Enfin c'est un problème tout relatif tant la réussite éclatante du film dépasse la bonne illustration d'un fait de société.

Il existe une polémique autour de ce long-métrage et de son prétendu manichéisme. Parce qu'il y est question d'un homme violent, le film est accusé de prendre parti et de manquer de discernement en diabolisant la figure masculine.
Non, mais allo ? :mrgreen: Déjà, l'accusation d'essentialisation ne tient pas debout une minute, ne serait-ce que parce qu'il existe un personnage masculin adulte lumineux (Samuel, le petit ami de la fille du couple). Ensuite, il me semble que la peur de la simplification qu'expriment certains relève d'une dérive intellectuelle que j'aimerais illustrer à travers une courte anecdote - certes un peu éloignée du film, mais pas tant que ça, finalement... J'ai une amie chargée de TD à l'université en Histoire. Elle m'a raconté qu'un jour, elle avait corrigé une copie en lien avec la Seconde Guerre mondiale ; or lorsque la figure d'Hitler y était évoquée, c'était systématiquement pour l'aborder de façon un peu biaisée, allusive, pas claire... Lorsque mon amie a demandé à son étudiant pourquoi ces choix, il lui a répondu qu'il ne voulait pas faire apparaître le Führer "comme un méchant" ! Eh, bien il me semble que cet étudiant souffrait du même symptôme que ceux qui ont peur de tomber dans le simplisme en faisant apparaître le mal pour ce qu'il est.
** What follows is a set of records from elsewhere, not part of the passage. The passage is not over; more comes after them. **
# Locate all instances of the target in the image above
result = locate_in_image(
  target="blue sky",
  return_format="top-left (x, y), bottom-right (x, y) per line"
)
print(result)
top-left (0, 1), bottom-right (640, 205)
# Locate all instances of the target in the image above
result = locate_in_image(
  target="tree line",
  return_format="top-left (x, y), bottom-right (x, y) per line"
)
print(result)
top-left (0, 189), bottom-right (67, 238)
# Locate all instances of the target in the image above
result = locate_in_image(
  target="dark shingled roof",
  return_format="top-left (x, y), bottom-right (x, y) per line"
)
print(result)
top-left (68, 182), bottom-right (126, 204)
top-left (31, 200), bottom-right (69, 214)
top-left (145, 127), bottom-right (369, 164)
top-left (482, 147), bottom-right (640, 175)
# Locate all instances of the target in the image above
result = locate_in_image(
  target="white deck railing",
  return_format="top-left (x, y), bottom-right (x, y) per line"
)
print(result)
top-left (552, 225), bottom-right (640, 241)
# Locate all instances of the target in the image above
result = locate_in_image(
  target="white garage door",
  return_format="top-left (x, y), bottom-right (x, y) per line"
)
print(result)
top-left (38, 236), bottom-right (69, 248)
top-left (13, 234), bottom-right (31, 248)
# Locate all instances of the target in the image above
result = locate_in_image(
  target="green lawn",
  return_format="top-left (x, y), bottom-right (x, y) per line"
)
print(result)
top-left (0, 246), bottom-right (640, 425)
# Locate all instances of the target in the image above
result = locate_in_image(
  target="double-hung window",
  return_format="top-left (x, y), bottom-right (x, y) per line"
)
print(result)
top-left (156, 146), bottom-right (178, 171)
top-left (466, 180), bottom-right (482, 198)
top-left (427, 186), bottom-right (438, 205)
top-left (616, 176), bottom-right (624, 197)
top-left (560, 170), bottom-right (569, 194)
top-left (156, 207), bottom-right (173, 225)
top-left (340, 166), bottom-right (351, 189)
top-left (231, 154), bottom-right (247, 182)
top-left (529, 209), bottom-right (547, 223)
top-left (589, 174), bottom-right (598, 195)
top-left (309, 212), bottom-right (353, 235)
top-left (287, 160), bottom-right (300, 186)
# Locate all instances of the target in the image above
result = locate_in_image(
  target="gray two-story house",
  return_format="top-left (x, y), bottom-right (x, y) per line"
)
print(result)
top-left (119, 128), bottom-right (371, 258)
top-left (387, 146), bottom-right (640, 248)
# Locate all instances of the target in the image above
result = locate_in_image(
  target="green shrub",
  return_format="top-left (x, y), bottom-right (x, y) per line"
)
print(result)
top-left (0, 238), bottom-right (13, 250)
Et j'ai envie de dire que c'est peut-être précisément ce qui fait la réserve des autres qui me dit à moi que Jusqu'à la garde n'est pas simplement bon mais grand. Le récit part sur une zone d'indécision, parce que pendant plusieurs minutes, extraire la vérité des témoignages de chacun des personnages, au milieu de la procédure de séparation et de partage des biens, constitue une vraie gageure.
Cependant, il me semble que rester sur l'ambiguïté explicite de départ (et qui est absolument essentielle dans l'articulation du propos du film) aurait été au mieux un aveu d'impuissance à produire du discours sur un sujet aussi complexe et brûlant, au pire une facilité d'auteur qui veut t'expliquer sur le mode dialectique qu'il n'y a jamais un bon et un mauvais camp.
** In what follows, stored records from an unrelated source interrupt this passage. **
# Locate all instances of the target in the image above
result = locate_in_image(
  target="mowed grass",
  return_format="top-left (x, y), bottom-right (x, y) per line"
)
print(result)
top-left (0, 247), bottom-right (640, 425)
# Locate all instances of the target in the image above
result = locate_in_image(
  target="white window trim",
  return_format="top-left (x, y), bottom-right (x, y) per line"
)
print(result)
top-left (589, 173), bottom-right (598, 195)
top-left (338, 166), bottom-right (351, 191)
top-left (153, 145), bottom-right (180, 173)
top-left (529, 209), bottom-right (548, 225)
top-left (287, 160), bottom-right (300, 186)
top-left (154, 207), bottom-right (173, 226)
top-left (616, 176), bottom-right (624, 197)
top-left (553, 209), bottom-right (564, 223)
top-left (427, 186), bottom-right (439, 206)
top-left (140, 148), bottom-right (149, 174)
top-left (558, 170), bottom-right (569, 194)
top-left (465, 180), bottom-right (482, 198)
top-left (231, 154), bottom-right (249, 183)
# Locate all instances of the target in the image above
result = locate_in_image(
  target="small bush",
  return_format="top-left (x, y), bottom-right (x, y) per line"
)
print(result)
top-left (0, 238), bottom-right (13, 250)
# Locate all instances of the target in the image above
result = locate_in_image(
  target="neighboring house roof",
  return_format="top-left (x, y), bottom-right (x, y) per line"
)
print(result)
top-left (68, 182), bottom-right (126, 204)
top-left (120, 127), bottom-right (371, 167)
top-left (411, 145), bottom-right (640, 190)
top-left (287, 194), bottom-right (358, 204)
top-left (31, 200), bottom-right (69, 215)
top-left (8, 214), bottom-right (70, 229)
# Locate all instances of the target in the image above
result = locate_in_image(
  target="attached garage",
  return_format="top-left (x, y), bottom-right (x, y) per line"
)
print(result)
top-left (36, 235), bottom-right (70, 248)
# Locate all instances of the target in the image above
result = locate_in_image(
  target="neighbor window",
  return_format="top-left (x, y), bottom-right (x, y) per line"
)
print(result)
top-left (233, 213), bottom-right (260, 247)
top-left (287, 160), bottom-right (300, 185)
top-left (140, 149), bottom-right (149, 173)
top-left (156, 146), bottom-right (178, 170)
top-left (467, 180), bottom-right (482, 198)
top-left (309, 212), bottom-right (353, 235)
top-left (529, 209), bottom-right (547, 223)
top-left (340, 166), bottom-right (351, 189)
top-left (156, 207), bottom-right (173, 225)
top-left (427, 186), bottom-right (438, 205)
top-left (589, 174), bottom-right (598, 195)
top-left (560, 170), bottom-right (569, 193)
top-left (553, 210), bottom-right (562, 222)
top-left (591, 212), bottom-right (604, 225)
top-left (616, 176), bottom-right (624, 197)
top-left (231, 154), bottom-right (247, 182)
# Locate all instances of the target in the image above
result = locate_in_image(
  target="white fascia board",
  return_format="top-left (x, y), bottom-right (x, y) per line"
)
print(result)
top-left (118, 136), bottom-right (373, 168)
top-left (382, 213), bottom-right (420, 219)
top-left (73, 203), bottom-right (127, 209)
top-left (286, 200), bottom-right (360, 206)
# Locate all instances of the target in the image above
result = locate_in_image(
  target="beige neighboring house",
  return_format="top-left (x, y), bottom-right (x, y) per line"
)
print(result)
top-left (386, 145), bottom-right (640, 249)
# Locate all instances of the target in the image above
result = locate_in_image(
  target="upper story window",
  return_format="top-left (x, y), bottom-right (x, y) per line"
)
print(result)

Or le film est beaucoup plus intelligent que cela, et la maestria de son propos se situe d'abord dans la multiplication des éclairages qu'il donne à son récit.
En premier lieu, à travers la séquence d'introduction, puis les premières scènes du film, il nous place dans la position du juge d'instruction. En tant qu'arbitre extérieur à la situation, nous sommes confrontés à une responsabilité vertigineuse ; et le dilemme qui se pose (risquer de briser les liens entre un père et son fils / risquer d'abandonner un enfant à un ogre) ne s'évanouit pas lorsque les natures véritables des uns et des autres se révèlent. En l'occurrence, il est impossible, depuis l'extérieur d'accéder à l'intimité profonde d'une famille déchirée telle que celle qui nous est donnée à voir, et de toucher ce que tout le film suggère du passé commun des membres de ce clan sans réellement le montrer. La suite suggère une mauvaise estimation des données en sa possession et un mauvais choix de la juge, mais à vrai dire n'exclut rien d'un autre possible, pas forcément moins dramatique sur la base d'apparences communes.
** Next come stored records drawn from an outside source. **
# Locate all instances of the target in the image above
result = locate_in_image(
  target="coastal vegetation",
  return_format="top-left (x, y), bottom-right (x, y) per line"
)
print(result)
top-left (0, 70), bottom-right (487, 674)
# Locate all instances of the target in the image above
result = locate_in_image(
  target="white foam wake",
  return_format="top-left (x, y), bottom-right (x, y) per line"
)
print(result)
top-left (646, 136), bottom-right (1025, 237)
Surtout, le film n'est que l'exploration d'un champ de ruines : tous les personnages sont ravagés, et une constellation savante de pistes est dessinée autour des dégâts de leurs âmes. La mère semble en partie dépossédée d'une force vive lui permettant de faire face autrement que par le silence et l'évitement à un homme qui l'a détruite ; la fille se réfugie dans un ailleurs et dans l'édification d'un couple antithétique à celui qu'elle a eu pour modèle, au risque de se brûler les ailes (géniale scène dans les toilettes du lycée, mais déjà génial plan du baiser dévorant qui dit tout sur le personnage) ; le fils compose avec les mensonges de chacun à travers ses propres secrets et aménagements de la vérité, au point peut-être de sombrer dans le mensonge pathologique ; le père, incapable de se projeter dans la souffrance des autres comme de saisir la portée de ses comportements sur autrui, est l'artisan de sa propre déchéance en même temps que de celle de ses proches, et semble lui-même s'être construit au sein d'un univers nauséabond...
Ces pistes, si elles sont filées par le film, ne sont jamais ni certaines ni suffisantes pour comprendre la totalité de la situation (se rappeler le plan final depuis le point de vue de la voisine, qui résume toute cette problématique avec une puissance d'évocation cinématographique dingue), mais elles permettent en tout cas de comprendre à quel point l'histoire de cette famille est complexe, et à quel point les racines du mal qui ronge chacun sont refoulées dans des névroses et des psychoses qu'on ne peut pas réduire à des oppositions faciles entre la sanité d'esprit et la folie, entre la gentillesse et la méchanceté...
Je trouve très courageux par exemple de montrer l'explosion inévitable d'Antoine, le père, comme un burn out - c'est-à-dire comme le résultat d'un ensemble de frustrations ingérables pour lui, et dont il lui faut se purger à un moment. Bien entendu, le personnage est monstrueux, impardonnable, cliniquement dérangé. Mais c'est aussi un être humain dans toute la complexité de ses interactions avec les autres, et le film n'oublie jamais cette donnée.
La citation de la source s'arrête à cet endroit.